This blog started as a sort of "reset" button from my last blog. I blogged fairly consistently between the age of 23-26 i think, and then i took a long break because everytime i'd go back to my blog site, I would end up reading past entries and it was during a really painful part of my life.
So i thought starting a new blog would be a good idea. Somewhere that i could be someone new. I find that this particular blogspace is sort of lonely. Not quite the community that my last one was, but perhaps that is my own fault of not reaching out more. I blog more consistently on facebook through the "notes" feature, but i tend to blog more there about fitness, nutrition, working out and my journey with all that. At one point i was posting that facebook blog on here as well...and then i just sort of stopped that and started using this blog again for "all those other thoughts."
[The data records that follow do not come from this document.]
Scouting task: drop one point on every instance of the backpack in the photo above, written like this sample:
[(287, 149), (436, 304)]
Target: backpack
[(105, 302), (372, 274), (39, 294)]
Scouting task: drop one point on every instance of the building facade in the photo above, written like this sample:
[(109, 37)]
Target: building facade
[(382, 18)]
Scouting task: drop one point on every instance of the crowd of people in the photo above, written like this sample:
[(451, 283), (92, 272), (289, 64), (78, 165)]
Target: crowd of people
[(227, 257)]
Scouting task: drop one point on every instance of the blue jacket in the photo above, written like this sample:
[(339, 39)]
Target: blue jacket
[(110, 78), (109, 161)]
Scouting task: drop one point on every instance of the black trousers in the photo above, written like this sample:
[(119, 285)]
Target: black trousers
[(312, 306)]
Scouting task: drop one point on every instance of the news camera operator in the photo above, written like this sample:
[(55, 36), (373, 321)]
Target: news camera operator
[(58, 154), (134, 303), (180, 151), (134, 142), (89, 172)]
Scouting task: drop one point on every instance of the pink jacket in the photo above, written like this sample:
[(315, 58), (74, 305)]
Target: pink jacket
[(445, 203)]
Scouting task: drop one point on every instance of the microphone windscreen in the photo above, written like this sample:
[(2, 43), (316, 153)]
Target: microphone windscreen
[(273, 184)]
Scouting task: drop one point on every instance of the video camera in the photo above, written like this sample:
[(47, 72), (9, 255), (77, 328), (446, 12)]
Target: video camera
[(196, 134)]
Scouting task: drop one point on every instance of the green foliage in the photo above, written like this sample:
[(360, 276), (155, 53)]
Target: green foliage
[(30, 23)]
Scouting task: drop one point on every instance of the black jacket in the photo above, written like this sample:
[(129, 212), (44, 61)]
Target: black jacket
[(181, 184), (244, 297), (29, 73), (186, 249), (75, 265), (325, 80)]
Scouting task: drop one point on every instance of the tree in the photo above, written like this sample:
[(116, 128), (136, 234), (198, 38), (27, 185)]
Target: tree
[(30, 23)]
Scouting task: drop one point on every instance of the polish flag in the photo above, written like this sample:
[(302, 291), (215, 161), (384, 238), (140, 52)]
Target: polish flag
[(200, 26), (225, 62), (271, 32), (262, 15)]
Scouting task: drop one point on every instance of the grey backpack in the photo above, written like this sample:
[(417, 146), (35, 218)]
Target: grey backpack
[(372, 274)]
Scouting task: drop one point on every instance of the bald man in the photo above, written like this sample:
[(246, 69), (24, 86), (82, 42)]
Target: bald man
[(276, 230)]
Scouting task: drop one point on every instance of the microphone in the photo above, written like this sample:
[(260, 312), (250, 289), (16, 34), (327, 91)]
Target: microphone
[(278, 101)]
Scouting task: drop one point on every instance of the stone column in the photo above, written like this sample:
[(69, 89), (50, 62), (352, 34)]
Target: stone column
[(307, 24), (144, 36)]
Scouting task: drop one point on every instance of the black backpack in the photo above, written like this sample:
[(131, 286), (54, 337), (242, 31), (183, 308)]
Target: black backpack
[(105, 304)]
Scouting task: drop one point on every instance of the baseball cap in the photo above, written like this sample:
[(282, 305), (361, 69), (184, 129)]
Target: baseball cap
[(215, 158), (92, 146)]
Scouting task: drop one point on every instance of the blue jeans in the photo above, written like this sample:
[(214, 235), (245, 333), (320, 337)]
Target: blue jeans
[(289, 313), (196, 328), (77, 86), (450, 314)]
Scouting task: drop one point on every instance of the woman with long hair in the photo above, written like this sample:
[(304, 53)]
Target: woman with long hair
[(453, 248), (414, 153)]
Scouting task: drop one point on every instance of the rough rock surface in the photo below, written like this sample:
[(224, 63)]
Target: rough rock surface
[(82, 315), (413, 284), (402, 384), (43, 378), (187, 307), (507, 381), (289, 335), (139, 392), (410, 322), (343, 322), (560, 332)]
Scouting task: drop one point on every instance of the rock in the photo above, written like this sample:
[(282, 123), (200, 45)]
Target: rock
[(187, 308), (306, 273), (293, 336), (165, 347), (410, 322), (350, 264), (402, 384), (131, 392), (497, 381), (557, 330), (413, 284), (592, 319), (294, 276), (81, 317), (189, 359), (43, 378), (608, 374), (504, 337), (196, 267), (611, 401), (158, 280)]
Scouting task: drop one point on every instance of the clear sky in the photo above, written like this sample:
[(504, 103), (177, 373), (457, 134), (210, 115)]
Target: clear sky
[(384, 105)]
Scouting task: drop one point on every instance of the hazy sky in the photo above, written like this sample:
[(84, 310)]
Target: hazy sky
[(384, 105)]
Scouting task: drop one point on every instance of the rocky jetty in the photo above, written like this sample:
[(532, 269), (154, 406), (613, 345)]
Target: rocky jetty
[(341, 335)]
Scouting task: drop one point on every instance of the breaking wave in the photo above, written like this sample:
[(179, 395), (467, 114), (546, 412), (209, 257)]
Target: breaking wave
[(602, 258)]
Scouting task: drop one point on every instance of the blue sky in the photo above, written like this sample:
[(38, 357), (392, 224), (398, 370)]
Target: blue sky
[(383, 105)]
But i guess, in a way - that is what a blog is for. Just whatever is going on for you in that moment. When you find a few minutes and you take hold of a thought and just have to write it down. Sometimes i wish i had a voice recorder on me at all times so i could hold on to an awesome phrase or thought i have while i'm walking to my car, or running. So many times i lose them before i have a moment to put them "on paper."
Today i'm thinking about how many rivers of thought i have going on in my mind right now. I'm thinking about teaching Turbo on Thursday and if people really like my class or not, I'm thinking about whether we're going to get our wedding favors delivered today and if i will like them. I'm thinking about the big project from the summer for work that is still not done. I'm thinking about my friends who also have a lot going on and how some of them are talking to me about it, and some of them arent...and i wonder what that means.
I'm also thinking about the next 10 pounds that i want to try and lose, and how i shouldn't really be too focused on it because i'm getting married in less than 3 weeks and i have enough to worry about. I'm also thinking about the 4 page wedding agenda i drafted yesterday and how much more i have left to do and how hard it is for me to let go of any of it and let someone else help me. Sometimes it's easier to do it yourself than to explain how to do it to someone else.
I'm thinking about how far away from God i feel sometimes, and i wonder if he misses me, too. And i wonder if he'll be as happy with who i've become as he was when i was so close to him growing up?
I'm thinking about the secrets that humans keep because we love each other. And i wonder if that's really all that healthy or just our way of not wanting to deal with other peoples opinions?
In the end - the title of this blog is perfect. My head is just like a big Mash Up right now - and i just needed to get a few spuds of it out so i could breathe a little. I'm feeling overwhelmed and at the same time, I feel nothing at all. Isn't that weird?